Secondary prevention of rheumatic fever is defined as the continuous administration of specific antibiotics to patients with a previous attack of rheumatic fever, or well-documented rheumatic heart disease. The purpose is to prevent colonisation or infection of the upper respiratory tract with group a beta-haemolytic streptococci and the development of recurrent attacks of rheumatic fever [4].

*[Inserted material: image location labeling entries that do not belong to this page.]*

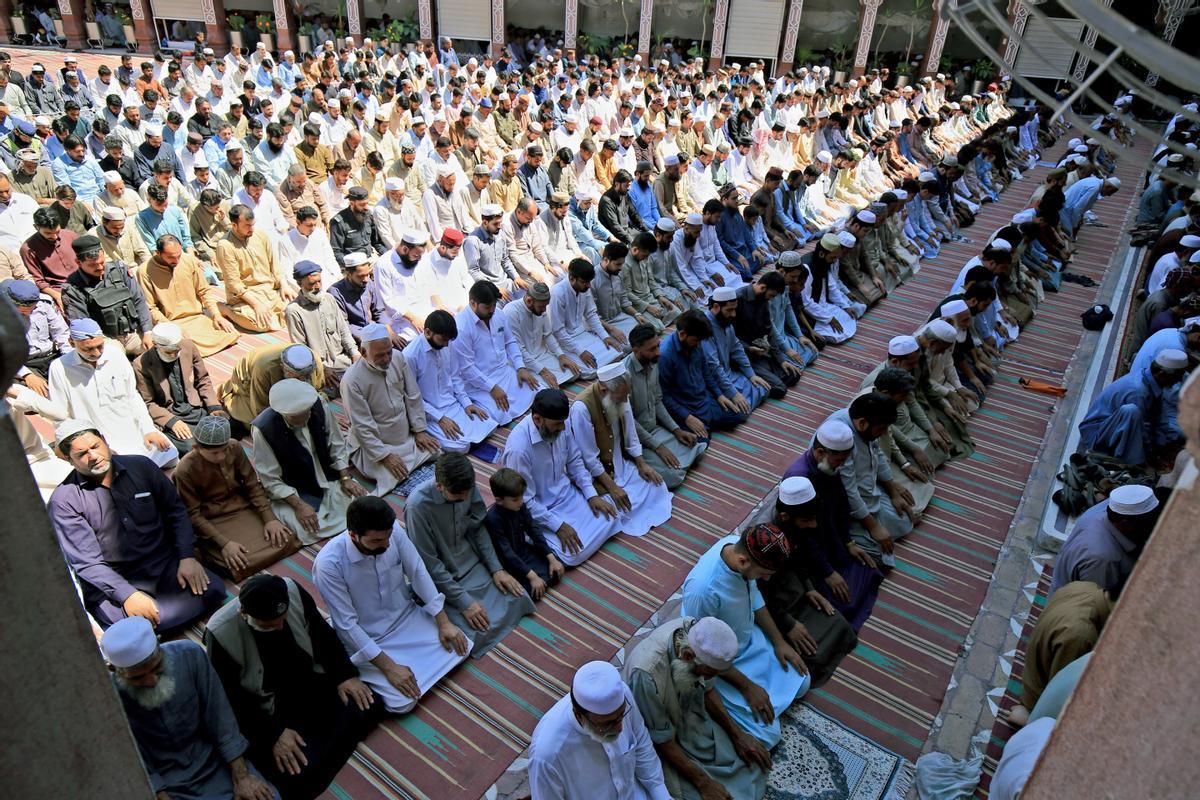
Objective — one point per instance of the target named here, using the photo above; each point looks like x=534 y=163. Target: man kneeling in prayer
x=371 y=578
x=601 y=422
x=445 y=519
x=768 y=674
x=672 y=677
x=294 y=691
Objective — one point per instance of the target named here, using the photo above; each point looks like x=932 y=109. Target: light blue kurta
x=713 y=589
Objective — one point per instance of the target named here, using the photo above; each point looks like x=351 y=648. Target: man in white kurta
x=601 y=422
x=576 y=323
x=388 y=425
x=593 y=744
x=529 y=319
x=454 y=420
x=559 y=493
x=95 y=383
x=369 y=577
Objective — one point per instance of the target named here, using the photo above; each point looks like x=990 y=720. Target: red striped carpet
x=468 y=729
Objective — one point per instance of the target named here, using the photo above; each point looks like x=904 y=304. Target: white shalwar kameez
x=439 y=376
x=371 y=606
x=649 y=503
x=558 y=489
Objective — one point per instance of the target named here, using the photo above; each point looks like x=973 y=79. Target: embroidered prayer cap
x=1132 y=500
x=211 y=431
x=598 y=687
x=714 y=643
x=768 y=546
x=264 y=596
x=85 y=328
x=551 y=403
x=1171 y=359
x=903 y=346
x=167 y=335
x=298 y=359
x=129 y=642
x=291 y=396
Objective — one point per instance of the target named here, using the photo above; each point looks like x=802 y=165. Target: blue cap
x=84 y=328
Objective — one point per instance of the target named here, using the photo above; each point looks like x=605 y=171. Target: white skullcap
x=292 y=396
x=129 y=642
x=168 y=335
x=796 y=491
x=612 y=371
x=834 y=434
x=941 y=330
x=598 y=687
x=1133 y=499
x=373 y=332
x=1171 y=359
x=901 y=346
x=714 y=643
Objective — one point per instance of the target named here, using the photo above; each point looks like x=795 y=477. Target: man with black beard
x=353 y=229
x=180 y=717
x=294 y=691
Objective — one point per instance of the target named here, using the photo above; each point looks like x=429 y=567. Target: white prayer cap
x=598 y=687
x=901 y=346
x=941 y=330
x=1132 y=499
x=168 y=335
x=129 y=642
x=834 y=434
x=373 y=332
x=1171 y=359
x=796 y=491
x=714 y=643
x=612 y=371
x=292 y=396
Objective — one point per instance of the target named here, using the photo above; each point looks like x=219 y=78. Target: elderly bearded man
x=186 y=731
x=559 y=491
x=293 y=689
x=705 y=753
x=444 y=517
x=594 y=745
x=371 y=578
x=601 y=422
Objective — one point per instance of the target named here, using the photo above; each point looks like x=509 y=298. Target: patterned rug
x=822 y=759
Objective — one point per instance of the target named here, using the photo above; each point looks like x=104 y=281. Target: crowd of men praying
x=442 y=245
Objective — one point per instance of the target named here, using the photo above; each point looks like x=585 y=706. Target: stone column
x=497 y=28
x=939 y=28
x=868 y=11
x=720 y=17
x=791 y=32
x=73 y=24
x=570 y=24
x=216 y=31
x=643 y=30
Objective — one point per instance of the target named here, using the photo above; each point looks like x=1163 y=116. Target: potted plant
x=237 y=24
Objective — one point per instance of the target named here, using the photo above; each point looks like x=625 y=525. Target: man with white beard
x=186 y=731
x=601 y=421
x=594 y=745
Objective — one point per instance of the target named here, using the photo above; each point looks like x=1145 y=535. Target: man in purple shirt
x=126 y=535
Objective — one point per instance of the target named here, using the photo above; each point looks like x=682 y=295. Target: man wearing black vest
x=294 y=691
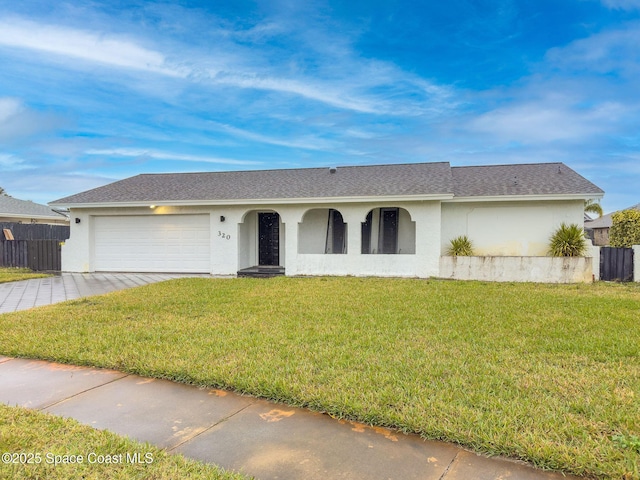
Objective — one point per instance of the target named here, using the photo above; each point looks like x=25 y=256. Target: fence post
x=594 y=252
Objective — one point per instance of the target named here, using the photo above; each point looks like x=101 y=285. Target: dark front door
x=268 y=239
x=388 y=236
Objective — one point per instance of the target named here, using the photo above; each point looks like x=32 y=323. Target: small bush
x=460 y=247
x=625 y=228
x=568 y=241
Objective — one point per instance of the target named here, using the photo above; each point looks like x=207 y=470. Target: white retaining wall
x=518 y=269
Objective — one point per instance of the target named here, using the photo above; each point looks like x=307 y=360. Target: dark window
x=335 y=242
x=388 y=233
x=366 y=233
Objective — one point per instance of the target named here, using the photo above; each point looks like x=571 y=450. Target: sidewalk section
x=241 y=433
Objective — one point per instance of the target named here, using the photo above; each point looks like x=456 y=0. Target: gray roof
x=362 y=181
x=606 y=221
x=12 y=207
x=524 y=179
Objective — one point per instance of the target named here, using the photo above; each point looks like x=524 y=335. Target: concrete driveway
x=36 y=292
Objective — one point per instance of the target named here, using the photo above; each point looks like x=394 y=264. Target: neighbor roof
x=12 y=207
x=406 y=180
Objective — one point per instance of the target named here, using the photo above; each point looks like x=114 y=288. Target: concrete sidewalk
x=36 y=292
x=249 y=435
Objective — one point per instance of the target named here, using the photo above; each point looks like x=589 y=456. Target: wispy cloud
x=169 y=156
x=84 y=45
x=308 y=142
x=622 y=4
x=17 y=121
x=549 y=120
x=371 y=88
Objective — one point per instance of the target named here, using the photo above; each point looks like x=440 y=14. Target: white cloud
x=159 y=155
x=84 y=45
x=548 y=121
x=9 y=107
x=622 y=4
x=17 y=121
x=609 y=51
x=10 y=162
x=342 y=80
x=308 y=142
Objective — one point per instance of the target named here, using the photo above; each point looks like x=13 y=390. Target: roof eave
x=522 y=198
x=58 y=217
x=253 y=201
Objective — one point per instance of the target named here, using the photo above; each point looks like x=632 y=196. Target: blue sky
x=95 y=91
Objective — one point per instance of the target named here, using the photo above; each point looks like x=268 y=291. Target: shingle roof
x=13 y=207
x=527 y=179
x=361 y=181
x=364 y=181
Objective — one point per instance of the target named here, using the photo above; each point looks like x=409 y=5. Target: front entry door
x=268 y=239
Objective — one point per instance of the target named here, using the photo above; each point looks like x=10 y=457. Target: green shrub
x=460 y=246
x=625 y=229
x=568 y=241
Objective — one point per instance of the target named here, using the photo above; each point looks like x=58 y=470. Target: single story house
x=378 y=220
x=24 y=211
x=598 y=228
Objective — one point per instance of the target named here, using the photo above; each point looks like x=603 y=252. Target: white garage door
x=152 y=243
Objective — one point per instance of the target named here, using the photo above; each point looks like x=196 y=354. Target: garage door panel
x=153 y=243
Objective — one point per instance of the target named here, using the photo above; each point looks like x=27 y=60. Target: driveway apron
x=36 y=292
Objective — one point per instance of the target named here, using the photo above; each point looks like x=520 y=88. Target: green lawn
x=58 y=449
x=545 y=373
x=15 y=274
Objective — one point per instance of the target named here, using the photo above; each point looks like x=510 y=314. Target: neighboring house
x=22 y=211
x=381 y=220
x=598 y=229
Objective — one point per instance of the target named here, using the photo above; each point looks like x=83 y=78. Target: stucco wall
x=518 y=269
x=508 y=228
x=234 y=239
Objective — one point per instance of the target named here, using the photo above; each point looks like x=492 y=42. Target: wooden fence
x=37 y=255
x=35 y=231
x=617 y=264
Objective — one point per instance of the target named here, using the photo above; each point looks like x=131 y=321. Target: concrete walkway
x=36 y=292
x=245 y=434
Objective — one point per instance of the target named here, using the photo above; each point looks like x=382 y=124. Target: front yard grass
x=45 y=446
x=545 y=373
x=15 y=274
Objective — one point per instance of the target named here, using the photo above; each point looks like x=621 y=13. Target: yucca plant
x=460 y=247
x=568 y=241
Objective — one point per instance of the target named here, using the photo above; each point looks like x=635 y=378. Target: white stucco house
x=380 y=220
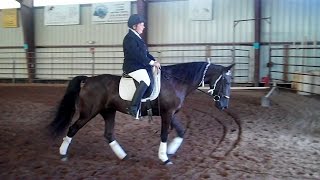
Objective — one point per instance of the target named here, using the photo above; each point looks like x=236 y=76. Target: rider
x=138 y=62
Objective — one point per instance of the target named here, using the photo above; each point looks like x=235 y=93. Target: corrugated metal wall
x=102 y=34
x=169 y=22
x=11 y=36
x=292 y=21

The mainstay antibiotic is IM benzathine benzyl penicillin. Oral Phenoxymethylpenicillin and erythromycin are also used alternatives to IM penicillin. However, debate still remains regarding frequency of administration of IM benzathine penicillin. It is suggested that IM benzathine penicillin injections be given every 4 weeks as routine. Two or three weekly regimens should be reserved for those at high risk or who are still having recurrences of RF, despite full adherence to the four week regimen [5]. It has been recommended that serum penicillin concentrations should be maintained above 0.02 mg/ml to prevent such recurrences.
In our cohort all the patients who were on IM benzathine penicillin were receiving the routine 4 weekly injections for the prevention of recurrent RF. None of the patients developed recurrent rheumatic fever. Studies in other countries have shown a recurrence rate of 3-8% over 5-6 years in patients on this regimen [5].
There was no patient who was hypersensitive to penicillin. Our patients were either on IM penicillin or oral penicillin.
Penicillin prophylaxis is effective in prevention of recurrent rheumatic fever and its sequel of severe rheumatic valvular heart diseases that require surgery. This is particularly of impact for third world countries where surgery for this patient is not readily available.
Routine IM benzathine penicillin once every 4 weeks is effective for prevention of recurrent rheumatic fever in patients from a high risk population with rheumatic heart disease. Two or three weekly regimens should be reserved for those at high risk or who are still having recurrences of RF despite full adherence to the four week regimen.